Phonetic spelling implies that there's at least one pronunciation that correlates 1:1 to spelling, but it certainly does not rule out different pronunciations. Other pronunciations can also be 1:1, if they shift in parallel ways which actually isn't that unlikely, or they can do their own thing, the existence of a 1:1 version is still helpful even there. German-speaking Swiss share their written language with Germans (with some trivial exceptions like having cleared out the ß) but they are perfectly capable of talking in a way that is 100% indecipherable for Germans who haven't spent years learning (and even when Germans have lived their half their lives there trying to adopt the local pronunciation mapping is frowned upon).


> German-speaking Swiss share their written language with Germans ... but they are perfectly capable of talking in a way that is 100% indecipherable for Germans

You are talking there of a proper language on one side, and a bunch of non-codified dialects who never got any written form.


Yet those dialects tend to deviate from the standard language in very regular ways, even if they are perfectly incomprehensible to the uninitiated. When some new term appears in the standard language, speakers sharing the same dialect will independently shift it in the same way.


> Phonetic spelling implies that there's at least one pronunciation that correlates 1:1 to spelling

No! Phonetic spelling implies that each pronunciation correlates 1:1 with one spelling.

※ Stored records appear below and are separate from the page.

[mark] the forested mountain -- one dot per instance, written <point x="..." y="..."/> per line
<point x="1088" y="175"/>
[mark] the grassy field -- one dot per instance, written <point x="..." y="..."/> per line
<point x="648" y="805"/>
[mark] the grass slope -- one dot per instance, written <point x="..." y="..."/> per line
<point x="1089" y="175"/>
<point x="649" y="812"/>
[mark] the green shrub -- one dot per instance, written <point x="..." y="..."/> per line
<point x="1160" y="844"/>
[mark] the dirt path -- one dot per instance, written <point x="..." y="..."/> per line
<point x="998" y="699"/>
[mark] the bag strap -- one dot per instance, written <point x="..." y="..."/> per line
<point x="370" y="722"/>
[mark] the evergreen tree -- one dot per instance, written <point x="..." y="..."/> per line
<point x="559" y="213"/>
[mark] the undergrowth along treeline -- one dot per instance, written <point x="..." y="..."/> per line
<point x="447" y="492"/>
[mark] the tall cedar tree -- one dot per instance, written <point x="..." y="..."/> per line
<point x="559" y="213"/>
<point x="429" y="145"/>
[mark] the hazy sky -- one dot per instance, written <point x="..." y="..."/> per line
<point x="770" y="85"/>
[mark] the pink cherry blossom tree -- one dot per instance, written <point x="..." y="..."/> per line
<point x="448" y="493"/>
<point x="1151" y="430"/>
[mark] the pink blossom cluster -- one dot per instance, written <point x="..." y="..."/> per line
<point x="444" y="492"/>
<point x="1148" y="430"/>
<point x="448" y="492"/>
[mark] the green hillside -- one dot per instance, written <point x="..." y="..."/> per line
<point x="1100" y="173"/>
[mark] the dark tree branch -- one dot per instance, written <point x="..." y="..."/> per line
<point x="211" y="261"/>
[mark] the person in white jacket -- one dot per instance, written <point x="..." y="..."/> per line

You seem to read "phonetic spelling" as using an alphabet that can encode any utterance in a reproducible way, like the International Phonetic Alphabet. I'd call that phonetic encoding, not phonetic spelling. One is explicitly language neutral, the other can be wildly language specific, but still very regular within the language specific ruleset. And those language specific rulesets usually come with a wide variety of "inofficial" variants used by regional dialects, most of which still being far more regular and internally consistent than the mess that is English.